Stark racial disparities in murder victimization persist, even as overall murder rate declines
Homicide victimization rates for Black men, Black women and Indigenous women are consistently higher than for other racial and ethnic groups.
by Emily Widra, May 3, 2018
I wanted to compare homicide victimization across racial, ethnic, and gender groups over time, since this data is deceptively difficult to find in one place.
In the process, I found that the murder victimization rate for Black men is consistently higher than the rates for men of all other racial and ethnic groups have ever been:
Controlling for gender reveals more complexity. For example, the rate of homicide of Indigenous women is higher than the rate of homicide for Hispanic and Latina women, whereas the opposite is true for their male counterparts:
Overall murder rates have been declining since 1980, when the total rate for murder and non-negligent manslaughter was 10.2 per 100,000 people. But the disproportionately high rate at which Black Americans are murdered should still concern lawmakers, reporters, and the public.

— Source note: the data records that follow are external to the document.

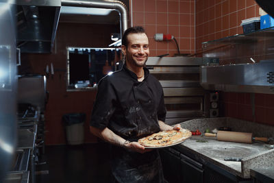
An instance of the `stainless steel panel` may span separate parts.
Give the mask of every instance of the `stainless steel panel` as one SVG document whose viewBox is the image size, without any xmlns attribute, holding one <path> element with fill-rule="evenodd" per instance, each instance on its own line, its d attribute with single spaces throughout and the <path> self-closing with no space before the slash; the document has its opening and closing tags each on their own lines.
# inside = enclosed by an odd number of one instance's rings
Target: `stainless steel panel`
<svg viewBox="0 0 274 183">
<path fill-rule="evenodd" d="M 202 103 L 203 97 L 165 97 L 164 103 Z"/>
<path fill-rule="evenodd" d="M 151 73 L 199 73 L 199 66 L 153 66 L 148 68 Z"/>
<path fill-rule="evenodd" d="M 11 1 L 0 2 L 0 182 L 11 167 L 16 139 L 16 34 Z"/>
<path fill-rule="evenodd" d="M 17 5 L 39 6 L 61 6 L 60 0 L 16 0 Z"/>
<path fill-rule="evenodd" d="M 45 75 L 20 76 L 18 80 L 18 102 L 45 108 L 47 80 Z"/>
<path fill-rule="evenodd" d="M 202 117 L 202 110 L 171 110 L 166 112 L 166 118 Z"/>
<path fill-rule="evenodd" d="M 60 0 L 18 0 L 17 47 L 21 53 L 50 53 L 56 34 Z"/>
<path fill-rule="evenodd" d="M 35 145 L 35 134 L 29 130 L 17 130 L 18 149 L 34 149 Z"/>
<path fill-rule="evenodd" d="M 169 118 L 166 119 L 166 121 L 164 121 L 166 124 L 173 125 L 175 124 L 180 123 L 182 122 L 192 119 L 193 117 L 189 117 L 189 118 Z"/>
<path fill-rule="evenodd" d="M 201 66 L 201 85 L 208 90 L 274 94 L 274 61 Z"/>
<path fill-rule="evenodd" d="M 128 28 L 129 19 L 127 6 L 120 1 L 75 1 L 62 0 L 62 6 L 75 6 L 85 8 L 96 8 L 113 9 L 120 14 L 121 35 Z M 122 36 L 121 36 L 122 38 Z"/>
<path fill-rule="evenodd" d="M 200 66 L 210 58 L 195 57 L 149 57 L 147 66 Z"/>
<path fill-rule="evenodd" d="M 12 172 L 7 173 L 4 183 L 28 183 L 29 171 Z"/>
<path fill-rule="evenodd" d="M 201 87 L 199 82 L 185 80 L 164 80 L 159 81 L 163 88 L 195 88 Z"/>
<path fill-rule="evenodd" d="M 164 97 L 202 96 L 204 95 L 204 90 L 202 88 L 164 88 L 163 90 Z"/>
</svg>

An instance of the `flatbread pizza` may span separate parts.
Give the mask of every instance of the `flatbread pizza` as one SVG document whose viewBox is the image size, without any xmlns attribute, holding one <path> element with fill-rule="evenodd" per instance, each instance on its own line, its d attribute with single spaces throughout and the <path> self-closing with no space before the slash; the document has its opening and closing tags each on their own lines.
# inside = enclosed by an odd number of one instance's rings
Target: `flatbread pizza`
<svg viewBox="0 0 274 183">
<path fill-rule="evenodd" d="M 169 130 L 142 138 L 138 143 L 145 147 L 163 147 L 182 143 L 190 136 L 191 132 L 188 130 Z"/>
</svg>

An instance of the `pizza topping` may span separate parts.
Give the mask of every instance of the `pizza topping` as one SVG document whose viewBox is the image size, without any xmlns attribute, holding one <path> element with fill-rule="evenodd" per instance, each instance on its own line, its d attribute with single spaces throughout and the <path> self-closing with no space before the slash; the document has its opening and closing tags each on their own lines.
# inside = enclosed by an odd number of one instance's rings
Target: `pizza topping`
<svg viewBox="0 0 274 183">
<path fill-rule="evenodd" d="M 190 136 L 191 136 L 191 132 L 188 130 L 169 130 L 142 138 L 138 142 L 147 147 L 161 147 L 182 143 Z"/>
<path fill-rule="evenodd" d="M 175 136 L 175 134 L 177 134 L 177 132 L 174 132 L 173 133 L 169 134 L 169 136 Z"/>
<path fill-rule="evenodd" d="M 158 143 L 164 144 L 164 143 L 168 143 L 169 141 L 170 141 L 170 140 L 160 141 L 158 142 Z"/>
<path fill-rule="evenodd" d="M 161 140 L 163 138 L 162 135 L 156 135 L 155 136 L 153 137 L 153 139 L 155 140 Z"/>
<path fill-rule="evenodd" d="M 149 137 L 149 138 L 148 138 L 148 140 L 149 141 L 152 141 L 152 140 L 153 140 L 153 138 L 151 136 L 151 137 Z"/>
</svg>

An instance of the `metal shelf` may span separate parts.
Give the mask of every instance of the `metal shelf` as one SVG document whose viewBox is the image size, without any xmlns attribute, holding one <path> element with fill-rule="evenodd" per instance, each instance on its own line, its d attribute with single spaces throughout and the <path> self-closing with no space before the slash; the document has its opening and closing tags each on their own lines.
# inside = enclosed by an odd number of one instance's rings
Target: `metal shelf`
<svg viewBox="0 0 274 183">
<path fill-rule="evenodd" d="M 203 49 L 221 45 L 250 44 L 265 39 L 274 39 L 274 27 L 252 32 L 248 34 L 236 34 L 221 39 L 202 42 Z"/>
</svg>

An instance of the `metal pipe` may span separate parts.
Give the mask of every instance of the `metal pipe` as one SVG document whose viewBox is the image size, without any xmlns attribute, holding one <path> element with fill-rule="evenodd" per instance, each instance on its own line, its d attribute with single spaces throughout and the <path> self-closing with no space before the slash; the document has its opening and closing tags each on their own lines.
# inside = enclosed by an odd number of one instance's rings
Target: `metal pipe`
<svg viewBox="0 0 274 183">
<path fill-rule="evenodd" d="M 62 6 L 76 6 L 85 8 L 97 8 L 114 9 L 120 14 L 120 25 L 121 34 L 123 35 L 124 32 L 128 28 L 129 20 L 127 15 L 127 6 L 120 1 L 114 0 L 103 0 L 103 1 L 73 1 L 73 0 L 62 0 L 61 5 Z"/>
</svg>

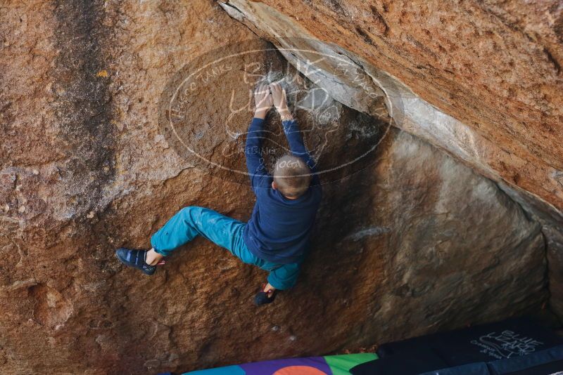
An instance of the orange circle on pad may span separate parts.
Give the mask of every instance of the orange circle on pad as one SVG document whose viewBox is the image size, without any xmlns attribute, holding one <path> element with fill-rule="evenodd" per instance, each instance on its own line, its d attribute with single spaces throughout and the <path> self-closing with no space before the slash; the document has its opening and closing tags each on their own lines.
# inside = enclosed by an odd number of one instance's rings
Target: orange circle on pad
<svg viewBox="0 0 563 375">
<path fill-rule="evenodd" d="M 324 371 L 310 366 L 288 366 L 279 369 L 272 375 L 328 375 Z"/>
</svg>

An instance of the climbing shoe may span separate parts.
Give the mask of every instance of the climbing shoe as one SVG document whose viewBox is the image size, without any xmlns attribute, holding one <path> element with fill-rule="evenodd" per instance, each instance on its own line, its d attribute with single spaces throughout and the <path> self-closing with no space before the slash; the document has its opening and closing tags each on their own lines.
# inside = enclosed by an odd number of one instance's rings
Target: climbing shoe
<svg viewBox="0 0 563 375">
<path fill-rule="evenodd" d="M 156 271 L 156 265 L 146 264 L 146 250 L 134 250 L 120 247 L 115 250 L 115 255 L 121 263 L 129 267 L 134 267 L 141 270 L 145 275 L 153 275 Z M 163 261 L 158 264 L 164 264 Z"/>
<path fill-rule="evenodd" d="M 272 303 L 274 302 L 274 300 L 276 299 L 276 294 L 277 294 L 277 290 L 276 289 L 268 289 L 264 290 L 265 288 L 266 284 L 262 286 L 260 289 L 260 291 L 254 296 L 254 303 L 256 304 L 257 306 L 261 306 L 262 305 L 265 305 L 267 303 Z"/>
</svg>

Unfortunately, conversations about about this problem often fall back on the assumption that violence in Black communities has cultural — or even biological — roots. But these assumptions aren’t supported by data.
For instance, Krivo and Peterson’s analysis of crime data in Columbus, Ohio shows that economic disadvantage, not race, is the strongest predictor of violence in a particular neighborhood. “In fact,” they conclude, “violent crime rates for extremely disadvantaged white neighborhoods are more similar to rates for extremely disadvantaged black areas than to rates for other types of white neighborhoods.”
Studies like these suggest that racial disparities in murder rates stem from a variety of structural causes, most notably economic inequality. (To dig deeper, see Krivo and Peterson’s study controlling for neighborhood disadvantage, as well as the Violence Policy Center’s recent study of Black homicide victimization.)